Çekim süreci nasıl geçti? Zira çok fazla açık hava çekimi vardı; mekân ve hava koşulları işleri zorlaştırdı mı?

Hem çok keyifli hem de zorlukları olan bir süreçti. Yaklaşık üç hafta artı üç gün gibi bir sürede tamamladık çekimleri. Küçük bir alanda çalıştığımız için lojistik olarak rahattık; ekip Side’ye geçtikten sonra büyük bir sorun yaşamadık. Geniş alanlarda çekim yapmak keyifliydi ama hava koşulları bizi zaman zaman zorladı. Özellikle dış sahnelerde yağmur nedeniyle bazı günleri sürekli yeniden planlamak zorunda kaldık.

Bağımsız film yapmak elbette kolay değil; bütçesel zorluklarımız oldu ama ön hazırlık sürecine çok önem verdik. O yüzden her şeye rağmen işler tıkır tıkır ilerledi. Sette herkes çok sakin, yapıcı ve motiveydi — bu da büyük bir avantaj sağladı.

Ayrıca çok iyi konaklama ve catering sponsorlarımız vardı. Bu gerçekten büyük fark yarattı. Günde 16 saat çalıştığınız bir sette insanların rahat edebilmesi, iyi yemek yiyebilmesi çok önemli. Çünkü ekip kendini değerli hissettiğinde o enerjiyi işe yansıtıyor, filmi daha çok sahipleniyor. Bizim için de en önemli şey buydu: herkesin hikâyeyi gerçekten benimsemesi.

Filmin dünya prömiyerini Tokyo’da gerçekleştirdiniz. Festival deneyimi nasıl geçti, izleyici tepkileri nasıldı?

Filmin dünya prömiyerini Tokyo’da yaptık ve film orada çok güzel karşılandı. Japon izleyiciler filmi gerçekten çok sevdi. Sonrasında Japonya’da dağıtıma girdik. Açıkçası başta filmin nasıl karşılanacağını bilemiyorduk ama izleyiciler her şeyi anladı ve çok güzel sorular sordular. Çıkışta gelip bize “Bu filmi yaptığınız için teşekkür ederiz” demeleri bizim için çok değerliydi.

Beş yıl boyunca zorluklarla, bütçesiz ve kazanç sağlamadan uğraştığınız bir projede, bir izleyiciye dokunmak gerçekten paha biçilemez bir his. Tokyo’daki tecrübe çok güzeldi. Ardından Pekin’e gittik;. Çin izleyicisi de filmi çok iyi karşıladı. Orada da dağıtıma gireceğiz. Genel olarak yurt dışında filmimiz çok güzel bir festival yolculuğu yaşıyor ve bu bizi çok mutlu ediyor.

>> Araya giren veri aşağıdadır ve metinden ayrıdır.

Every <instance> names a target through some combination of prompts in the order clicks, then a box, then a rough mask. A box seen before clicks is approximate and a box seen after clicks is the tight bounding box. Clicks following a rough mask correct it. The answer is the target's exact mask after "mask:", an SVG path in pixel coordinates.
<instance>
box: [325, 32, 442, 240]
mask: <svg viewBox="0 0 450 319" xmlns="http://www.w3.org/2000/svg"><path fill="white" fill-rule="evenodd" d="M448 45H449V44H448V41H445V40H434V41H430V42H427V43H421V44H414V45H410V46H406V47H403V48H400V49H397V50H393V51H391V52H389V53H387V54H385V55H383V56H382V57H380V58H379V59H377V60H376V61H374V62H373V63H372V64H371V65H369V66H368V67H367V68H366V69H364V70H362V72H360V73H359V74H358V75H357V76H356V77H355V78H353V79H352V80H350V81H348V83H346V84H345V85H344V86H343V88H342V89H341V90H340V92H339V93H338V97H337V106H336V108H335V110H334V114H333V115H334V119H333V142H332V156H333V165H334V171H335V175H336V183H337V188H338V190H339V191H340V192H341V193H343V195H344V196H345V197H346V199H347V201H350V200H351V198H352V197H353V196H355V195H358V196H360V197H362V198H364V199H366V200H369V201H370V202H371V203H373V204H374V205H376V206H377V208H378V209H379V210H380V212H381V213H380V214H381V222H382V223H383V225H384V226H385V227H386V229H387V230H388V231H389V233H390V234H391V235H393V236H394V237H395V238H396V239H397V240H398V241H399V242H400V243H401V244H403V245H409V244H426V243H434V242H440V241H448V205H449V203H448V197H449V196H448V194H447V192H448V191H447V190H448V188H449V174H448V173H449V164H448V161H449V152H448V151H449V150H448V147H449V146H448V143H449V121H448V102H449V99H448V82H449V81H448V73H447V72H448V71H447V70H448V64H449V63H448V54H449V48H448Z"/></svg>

Filminizi Altın Koza’da da izleyiciyle buluşturdunuz. Adana’daki festival deneyiminiz nasıl geçti?

Altın Koza’yı çok seviyoruz. Ben 2012’den beri Adana’ya geliyorum ve bu festivalin çok önemli bir geçmişi var. İzleyicisi de gerçekten çok güçlü ve ilgili. Burada olmak benim için çok değerliydi; bu yüzden çok mutluyum. Ayrıca rahmetli Kadir Beycoğlu’nu da anmak isterim. Onun döneminde jüri üyeliği yapmıştım, bu yüzden Adana benim için ayrı bir anlam taşıyor.

“Kadınların izlerinden giden kadınlar…” Sizin sinema yolculuğunuzda hangi kadınların izleri var, bu filmde o izleri görüyor muyuz?

Benim çok sevdiğim bir mentorum var; İranlı bir yapımcı kadın, Roşanak Nejat, Almanya’da yaşıyor. Yıllar boyunca bana çok destek oldu. Aynı şekilde Türkiye sinemasında Sevilay Demirci de birçok genç sinemacıya destek veriyor; ona gerçekten çok hayranım. Belmin Söylemez de senaryo sürecinde bana bazı konularda yardımcı oldu. Dolayısıyla ilham aldığım kadınlar bu şekilde diyebilirim. Tabii birkaç isim daha var ama şimdilik bunları söyleyebilirim.

Bize gelecek projelerinizden biraz bahseder misiniz? 

Şu anda geliştirme aşamasında bir projem var, ama hâlâ yolun başındayım. Umarım Türkiye’nin durumu ve ekonominin iyileşmesiyle bunu çekebilirim. Bu sefer yine bir tür filmi denemek istiyorum; bu kez korku türünde bir proje olacak.